Dubbed the 'Flex Team', the new unit is still in its infancy but members will be recruited over the coming months to bring it up to full strength, according to government officials.
Several campaign manager jobs in the team, which is overseen by Michelle Cupples, deputy director for professional development at the Government Communication Service, have recently been advertised.
The job descriptions say the new comms operation has been created to fill "capability gaps in essential roles" and provide expertise where "departments have specific short/medium-term needs".
The in-house cadre of consultants, based at the Cabinet Office, will provide expert professional consultancy support to Whitehall departments for limited periods to deliver specific, high-priority campaigns.

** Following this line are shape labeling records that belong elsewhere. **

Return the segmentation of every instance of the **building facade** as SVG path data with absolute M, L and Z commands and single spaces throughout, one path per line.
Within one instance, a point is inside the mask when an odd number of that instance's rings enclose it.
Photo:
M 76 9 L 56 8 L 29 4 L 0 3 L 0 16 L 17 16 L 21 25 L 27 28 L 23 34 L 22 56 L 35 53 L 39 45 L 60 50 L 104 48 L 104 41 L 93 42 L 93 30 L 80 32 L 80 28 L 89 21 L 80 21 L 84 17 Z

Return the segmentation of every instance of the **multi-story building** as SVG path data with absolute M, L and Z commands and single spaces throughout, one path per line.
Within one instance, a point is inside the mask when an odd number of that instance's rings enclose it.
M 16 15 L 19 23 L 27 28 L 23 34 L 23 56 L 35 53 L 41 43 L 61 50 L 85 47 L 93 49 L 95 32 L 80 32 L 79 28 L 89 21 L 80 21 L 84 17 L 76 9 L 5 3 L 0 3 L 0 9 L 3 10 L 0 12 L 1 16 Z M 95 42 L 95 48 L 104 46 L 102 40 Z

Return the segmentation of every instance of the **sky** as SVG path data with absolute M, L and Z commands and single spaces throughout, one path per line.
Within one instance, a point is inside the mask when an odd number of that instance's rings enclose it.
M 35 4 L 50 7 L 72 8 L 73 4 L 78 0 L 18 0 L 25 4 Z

Having such a team will help keep "top talent" when individuals are "between roles, unexpectedly surplus or looking for wider developmental experience," according to the GCS.
However, there is also a financial incentive, with one of the "core objectives" of the new team to make money from working for foreign governments. As the GCS job ad puts it, the Flex Team will "earn fees on government-to-government business to capitalise on GCS IP for the benefit of the taxpayer".
There is little detail on the actual scope of the team, which is mentioned briefly in a new GCS handbook launched last week, as a new function "that helps deliver the annual Government Communications Plan by filling in essential roles for priority communications campaigns".
However, a blog by Camilla Jones, who is the first and so far only member of the team, revealed that the rapid response unit has already been called into action. Jones, who spent eight years in marketing at HMRC before joining the Flex Team as a senior campaigns manager, wrote that she had been seconded to help with comms projects at the Department of Education and the Foreign and Commonwealth Office in recent months.
The new team is the latest example of a trend towards small rapid response teams to deal with comms, such as the rebuttal unit launched by the Department for International Development earlier this year.
Flex Team consultants will be deployed for anywhere from three weeks to six months at a time, although secondments are expected to be for 10-12 weeks on average.
A Cabinet Office spokesperson told PRWeek that the team had been set up to "ensure the Government Communication Service can meet the changing needs of departments flexibly and efficiently".